Klaudia Brace, KBR Senior Vice President, Administration in a prepared press release stated: “After reviewing both market conditions and KBR’s overarching business plan, it became clear that expanding our downtown presence was not only a good business decision, but also brings the added benefit of contributing to our City’s continued downtown revitalization,” Brace in the statement went on to say: “KBR’s 100 year history is built on roots that originated in downtown Houston and with this expansion we can build on that history while offering continued quality service to our Houston-based customers”. While we are expanding our downtown footprint, our work and relationships in the broader Houston community will continue.”
KBR, which occupies approximately 600,000 square feet in KBR Tower at 601 Jefferson and about 300,000 square feet in 500 Jefferson will have just over 1.2 million square feet at completion according to the press release.
Just over a year ago the engineering and construction giant put the 910,000 square foot campus project at the southwest corner of Interstate 10 and the Grand Parkway on hold due to market and economic conditions. This is a big win for Houston’s CBD office market which has held up remarkably well during the recent recession. At the end of 2009 Colliers International reported a vacancy rate of 12.8% in Houston’s CBD and the submarket recorded positive net absorption of 222,332 square feet during the 4th quarter of 2009. Colliers International 4Q 2009 Houston Office Market Report.

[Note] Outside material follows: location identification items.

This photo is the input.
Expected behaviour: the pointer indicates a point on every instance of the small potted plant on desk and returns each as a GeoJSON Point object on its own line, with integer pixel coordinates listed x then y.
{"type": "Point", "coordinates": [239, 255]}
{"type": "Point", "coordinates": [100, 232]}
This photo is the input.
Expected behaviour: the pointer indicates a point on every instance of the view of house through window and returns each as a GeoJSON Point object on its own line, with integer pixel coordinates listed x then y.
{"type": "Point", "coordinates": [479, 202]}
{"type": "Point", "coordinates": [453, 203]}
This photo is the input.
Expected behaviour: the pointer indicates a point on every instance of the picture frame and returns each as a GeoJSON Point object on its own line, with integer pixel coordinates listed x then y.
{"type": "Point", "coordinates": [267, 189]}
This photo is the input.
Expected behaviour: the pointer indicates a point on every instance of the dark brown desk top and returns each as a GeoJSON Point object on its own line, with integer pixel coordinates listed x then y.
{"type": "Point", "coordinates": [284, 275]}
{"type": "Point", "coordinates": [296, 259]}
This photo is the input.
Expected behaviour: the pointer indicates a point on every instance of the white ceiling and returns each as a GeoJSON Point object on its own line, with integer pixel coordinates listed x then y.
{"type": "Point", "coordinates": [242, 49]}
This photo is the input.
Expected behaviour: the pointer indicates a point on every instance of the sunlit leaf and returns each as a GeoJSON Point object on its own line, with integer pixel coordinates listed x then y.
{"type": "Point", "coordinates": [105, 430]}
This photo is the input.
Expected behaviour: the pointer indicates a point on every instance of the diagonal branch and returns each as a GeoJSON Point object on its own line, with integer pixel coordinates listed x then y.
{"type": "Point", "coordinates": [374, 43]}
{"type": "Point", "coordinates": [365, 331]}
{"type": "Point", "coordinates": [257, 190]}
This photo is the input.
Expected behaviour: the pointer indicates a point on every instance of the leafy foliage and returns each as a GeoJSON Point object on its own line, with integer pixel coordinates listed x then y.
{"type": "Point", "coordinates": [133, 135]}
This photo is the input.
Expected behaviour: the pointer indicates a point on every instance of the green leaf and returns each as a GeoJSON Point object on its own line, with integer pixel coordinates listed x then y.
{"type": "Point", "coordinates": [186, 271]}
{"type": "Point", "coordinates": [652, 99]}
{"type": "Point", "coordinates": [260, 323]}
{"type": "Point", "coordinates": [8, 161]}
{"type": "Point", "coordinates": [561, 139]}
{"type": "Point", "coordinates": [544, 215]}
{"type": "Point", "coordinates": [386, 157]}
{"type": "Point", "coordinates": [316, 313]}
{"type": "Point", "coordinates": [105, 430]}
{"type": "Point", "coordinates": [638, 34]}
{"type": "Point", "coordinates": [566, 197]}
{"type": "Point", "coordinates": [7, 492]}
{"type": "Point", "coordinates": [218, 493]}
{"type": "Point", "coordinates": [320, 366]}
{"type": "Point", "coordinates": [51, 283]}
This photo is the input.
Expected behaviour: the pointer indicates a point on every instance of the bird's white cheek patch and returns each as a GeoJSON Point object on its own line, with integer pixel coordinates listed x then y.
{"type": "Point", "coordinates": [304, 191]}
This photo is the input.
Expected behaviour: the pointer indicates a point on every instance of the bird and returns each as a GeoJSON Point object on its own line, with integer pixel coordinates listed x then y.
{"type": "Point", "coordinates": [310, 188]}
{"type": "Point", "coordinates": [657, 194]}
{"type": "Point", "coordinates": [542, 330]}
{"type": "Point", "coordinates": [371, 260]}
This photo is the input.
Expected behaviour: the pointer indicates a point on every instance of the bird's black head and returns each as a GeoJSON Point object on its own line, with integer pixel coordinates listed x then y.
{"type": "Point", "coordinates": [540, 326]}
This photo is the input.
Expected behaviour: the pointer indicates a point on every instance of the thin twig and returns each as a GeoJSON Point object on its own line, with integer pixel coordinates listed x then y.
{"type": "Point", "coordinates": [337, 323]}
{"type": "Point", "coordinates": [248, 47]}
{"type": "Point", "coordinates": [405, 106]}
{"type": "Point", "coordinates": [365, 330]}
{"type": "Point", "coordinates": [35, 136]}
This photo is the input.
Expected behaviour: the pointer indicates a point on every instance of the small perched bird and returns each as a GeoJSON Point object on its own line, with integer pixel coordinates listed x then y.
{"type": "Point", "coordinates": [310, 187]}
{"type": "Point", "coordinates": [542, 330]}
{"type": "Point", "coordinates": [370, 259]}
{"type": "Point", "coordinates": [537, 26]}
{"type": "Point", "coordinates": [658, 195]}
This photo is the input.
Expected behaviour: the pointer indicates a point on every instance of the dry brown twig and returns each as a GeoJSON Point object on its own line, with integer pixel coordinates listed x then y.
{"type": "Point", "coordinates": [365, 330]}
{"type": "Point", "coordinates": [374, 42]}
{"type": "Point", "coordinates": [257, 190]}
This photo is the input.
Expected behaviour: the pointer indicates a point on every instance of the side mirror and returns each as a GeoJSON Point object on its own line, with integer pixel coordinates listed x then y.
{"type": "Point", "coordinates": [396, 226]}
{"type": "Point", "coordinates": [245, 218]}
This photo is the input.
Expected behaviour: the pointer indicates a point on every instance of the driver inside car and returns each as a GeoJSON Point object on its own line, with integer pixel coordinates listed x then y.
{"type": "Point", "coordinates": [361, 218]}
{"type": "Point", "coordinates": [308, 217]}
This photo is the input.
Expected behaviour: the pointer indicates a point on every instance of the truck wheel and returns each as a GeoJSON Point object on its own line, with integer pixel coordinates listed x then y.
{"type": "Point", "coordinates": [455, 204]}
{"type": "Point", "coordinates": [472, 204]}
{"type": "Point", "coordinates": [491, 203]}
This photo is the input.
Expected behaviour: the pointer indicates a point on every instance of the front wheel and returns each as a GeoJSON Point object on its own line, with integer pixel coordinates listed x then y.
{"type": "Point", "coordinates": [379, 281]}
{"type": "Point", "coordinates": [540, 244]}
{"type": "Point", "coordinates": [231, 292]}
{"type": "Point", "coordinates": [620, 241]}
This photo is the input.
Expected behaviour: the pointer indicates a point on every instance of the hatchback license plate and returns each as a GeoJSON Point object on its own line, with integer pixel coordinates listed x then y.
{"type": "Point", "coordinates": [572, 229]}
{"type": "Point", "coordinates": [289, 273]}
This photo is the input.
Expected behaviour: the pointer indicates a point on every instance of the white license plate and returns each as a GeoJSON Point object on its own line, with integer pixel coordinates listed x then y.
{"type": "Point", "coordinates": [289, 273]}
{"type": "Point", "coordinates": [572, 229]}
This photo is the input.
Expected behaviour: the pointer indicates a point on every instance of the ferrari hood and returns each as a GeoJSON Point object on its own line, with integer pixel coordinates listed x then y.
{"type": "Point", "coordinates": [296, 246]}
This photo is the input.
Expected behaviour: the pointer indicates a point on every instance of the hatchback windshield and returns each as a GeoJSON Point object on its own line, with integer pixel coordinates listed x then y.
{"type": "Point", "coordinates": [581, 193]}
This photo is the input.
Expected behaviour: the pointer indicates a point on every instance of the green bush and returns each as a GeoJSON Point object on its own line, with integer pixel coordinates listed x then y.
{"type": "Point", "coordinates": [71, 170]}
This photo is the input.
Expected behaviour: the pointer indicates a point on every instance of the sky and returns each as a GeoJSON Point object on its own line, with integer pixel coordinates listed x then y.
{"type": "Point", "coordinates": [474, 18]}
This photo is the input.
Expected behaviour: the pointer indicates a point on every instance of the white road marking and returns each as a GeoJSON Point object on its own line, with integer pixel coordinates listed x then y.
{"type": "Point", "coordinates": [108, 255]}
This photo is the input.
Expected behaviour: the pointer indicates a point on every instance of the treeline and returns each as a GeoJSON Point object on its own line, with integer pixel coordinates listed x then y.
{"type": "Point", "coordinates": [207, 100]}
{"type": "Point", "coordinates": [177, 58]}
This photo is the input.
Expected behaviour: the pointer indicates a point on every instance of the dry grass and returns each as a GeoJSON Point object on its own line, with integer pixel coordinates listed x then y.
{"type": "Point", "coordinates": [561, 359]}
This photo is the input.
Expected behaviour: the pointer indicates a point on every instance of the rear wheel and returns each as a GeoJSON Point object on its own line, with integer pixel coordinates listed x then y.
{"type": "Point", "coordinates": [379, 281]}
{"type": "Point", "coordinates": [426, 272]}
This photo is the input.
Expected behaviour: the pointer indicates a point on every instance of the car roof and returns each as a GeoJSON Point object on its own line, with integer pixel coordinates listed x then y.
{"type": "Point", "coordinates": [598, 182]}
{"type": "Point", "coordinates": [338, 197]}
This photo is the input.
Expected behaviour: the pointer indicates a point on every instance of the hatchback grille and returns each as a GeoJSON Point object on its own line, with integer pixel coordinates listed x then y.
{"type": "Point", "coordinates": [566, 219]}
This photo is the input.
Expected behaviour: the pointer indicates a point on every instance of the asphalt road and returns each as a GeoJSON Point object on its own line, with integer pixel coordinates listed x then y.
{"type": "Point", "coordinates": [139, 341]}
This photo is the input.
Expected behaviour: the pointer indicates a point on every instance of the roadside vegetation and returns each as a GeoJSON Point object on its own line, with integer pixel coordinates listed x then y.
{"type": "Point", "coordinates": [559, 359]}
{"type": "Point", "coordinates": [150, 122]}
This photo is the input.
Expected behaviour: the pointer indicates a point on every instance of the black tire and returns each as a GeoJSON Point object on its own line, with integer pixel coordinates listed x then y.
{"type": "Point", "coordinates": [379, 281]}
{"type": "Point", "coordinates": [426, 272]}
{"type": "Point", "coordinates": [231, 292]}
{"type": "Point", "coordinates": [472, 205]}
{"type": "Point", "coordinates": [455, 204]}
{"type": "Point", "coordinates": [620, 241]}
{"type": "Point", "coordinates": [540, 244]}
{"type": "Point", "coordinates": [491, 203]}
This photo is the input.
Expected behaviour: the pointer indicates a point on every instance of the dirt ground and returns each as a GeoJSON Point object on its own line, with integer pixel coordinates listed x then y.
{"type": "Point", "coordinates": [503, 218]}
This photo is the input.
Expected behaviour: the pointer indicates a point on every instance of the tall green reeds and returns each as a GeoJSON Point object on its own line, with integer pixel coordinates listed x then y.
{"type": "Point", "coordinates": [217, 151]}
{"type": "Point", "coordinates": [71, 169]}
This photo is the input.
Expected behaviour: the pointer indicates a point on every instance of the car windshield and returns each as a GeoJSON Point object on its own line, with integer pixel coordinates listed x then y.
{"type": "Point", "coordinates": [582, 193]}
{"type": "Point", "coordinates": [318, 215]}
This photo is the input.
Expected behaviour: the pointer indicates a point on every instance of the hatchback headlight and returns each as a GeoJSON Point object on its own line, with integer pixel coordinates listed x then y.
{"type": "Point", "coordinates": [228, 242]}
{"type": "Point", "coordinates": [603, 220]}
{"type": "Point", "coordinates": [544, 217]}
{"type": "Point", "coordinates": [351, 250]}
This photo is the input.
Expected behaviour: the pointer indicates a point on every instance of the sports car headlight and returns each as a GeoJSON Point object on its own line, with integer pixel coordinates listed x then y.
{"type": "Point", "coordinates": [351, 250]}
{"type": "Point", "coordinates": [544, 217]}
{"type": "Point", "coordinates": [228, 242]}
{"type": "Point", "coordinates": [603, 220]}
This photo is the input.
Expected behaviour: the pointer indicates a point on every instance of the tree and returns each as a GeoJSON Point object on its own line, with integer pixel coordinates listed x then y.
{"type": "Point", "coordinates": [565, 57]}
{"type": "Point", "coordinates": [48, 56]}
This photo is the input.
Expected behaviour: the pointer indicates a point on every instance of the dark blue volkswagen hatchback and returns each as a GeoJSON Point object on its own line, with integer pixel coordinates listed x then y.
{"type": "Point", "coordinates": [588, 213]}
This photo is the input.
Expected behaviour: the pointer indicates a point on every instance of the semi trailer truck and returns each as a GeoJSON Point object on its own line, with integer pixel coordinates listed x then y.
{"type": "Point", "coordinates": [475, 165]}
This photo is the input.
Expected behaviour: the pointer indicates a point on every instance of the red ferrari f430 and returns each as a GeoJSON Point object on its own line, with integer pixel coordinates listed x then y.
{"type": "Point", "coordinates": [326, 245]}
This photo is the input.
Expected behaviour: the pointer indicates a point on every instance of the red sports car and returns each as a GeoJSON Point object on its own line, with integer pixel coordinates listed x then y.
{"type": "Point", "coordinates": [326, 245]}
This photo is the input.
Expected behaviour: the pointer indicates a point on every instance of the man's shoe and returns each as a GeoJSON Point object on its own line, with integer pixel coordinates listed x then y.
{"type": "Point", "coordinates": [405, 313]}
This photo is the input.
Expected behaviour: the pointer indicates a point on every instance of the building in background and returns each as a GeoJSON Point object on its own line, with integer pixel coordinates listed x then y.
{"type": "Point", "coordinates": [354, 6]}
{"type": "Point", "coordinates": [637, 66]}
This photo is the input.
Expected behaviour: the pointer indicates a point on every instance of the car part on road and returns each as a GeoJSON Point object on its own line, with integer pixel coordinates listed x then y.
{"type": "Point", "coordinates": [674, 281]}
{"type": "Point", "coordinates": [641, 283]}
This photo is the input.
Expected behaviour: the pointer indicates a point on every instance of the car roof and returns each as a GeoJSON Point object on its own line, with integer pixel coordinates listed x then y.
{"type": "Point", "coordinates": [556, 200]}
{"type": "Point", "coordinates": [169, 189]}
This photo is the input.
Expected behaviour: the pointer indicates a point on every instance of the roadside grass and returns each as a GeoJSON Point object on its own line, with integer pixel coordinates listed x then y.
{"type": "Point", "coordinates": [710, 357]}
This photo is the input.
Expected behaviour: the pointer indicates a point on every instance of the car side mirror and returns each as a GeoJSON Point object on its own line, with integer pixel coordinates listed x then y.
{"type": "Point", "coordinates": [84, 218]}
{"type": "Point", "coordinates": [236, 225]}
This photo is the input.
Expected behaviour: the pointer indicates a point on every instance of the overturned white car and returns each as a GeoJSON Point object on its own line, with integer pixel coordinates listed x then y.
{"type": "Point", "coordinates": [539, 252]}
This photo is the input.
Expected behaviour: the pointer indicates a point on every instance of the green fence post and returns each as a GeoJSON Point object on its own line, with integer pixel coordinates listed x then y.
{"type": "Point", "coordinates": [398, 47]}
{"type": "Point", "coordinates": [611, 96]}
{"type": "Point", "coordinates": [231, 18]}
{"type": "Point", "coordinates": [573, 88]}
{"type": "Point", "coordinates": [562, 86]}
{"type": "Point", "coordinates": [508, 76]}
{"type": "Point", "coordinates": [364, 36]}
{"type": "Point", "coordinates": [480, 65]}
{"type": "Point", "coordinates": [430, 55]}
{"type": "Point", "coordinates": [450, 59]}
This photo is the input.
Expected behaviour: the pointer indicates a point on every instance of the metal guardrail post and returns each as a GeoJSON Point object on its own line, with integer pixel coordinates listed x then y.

My suspicion is the “good business decision” referenced in the press release were the lease terms they were able to achieve by staying put at their current location. While current economic conditions make new development very difficult, the shift in market dynamics over the last 12-18 months certainly improved the renewal terms they were able to achieve. At the end of the day, they were likely offered a deal to remain downtown that was too good to leave on the table.
The KBR transaction is a prime example of a savvy tenant taking advantage of the window of opportunity that exists in current economic conditions. The Houston office market survived the “Great Recession” in much better shape than most office market around the country. As the recovery begins to take hold this window still exists, but the market fundamentals in Houston could close that opportunity far sooner than other markets around the country. Given this opportunity, now is the time for Houston office tenants to seize lower cost options and minimize your occupancy costs for the next several years.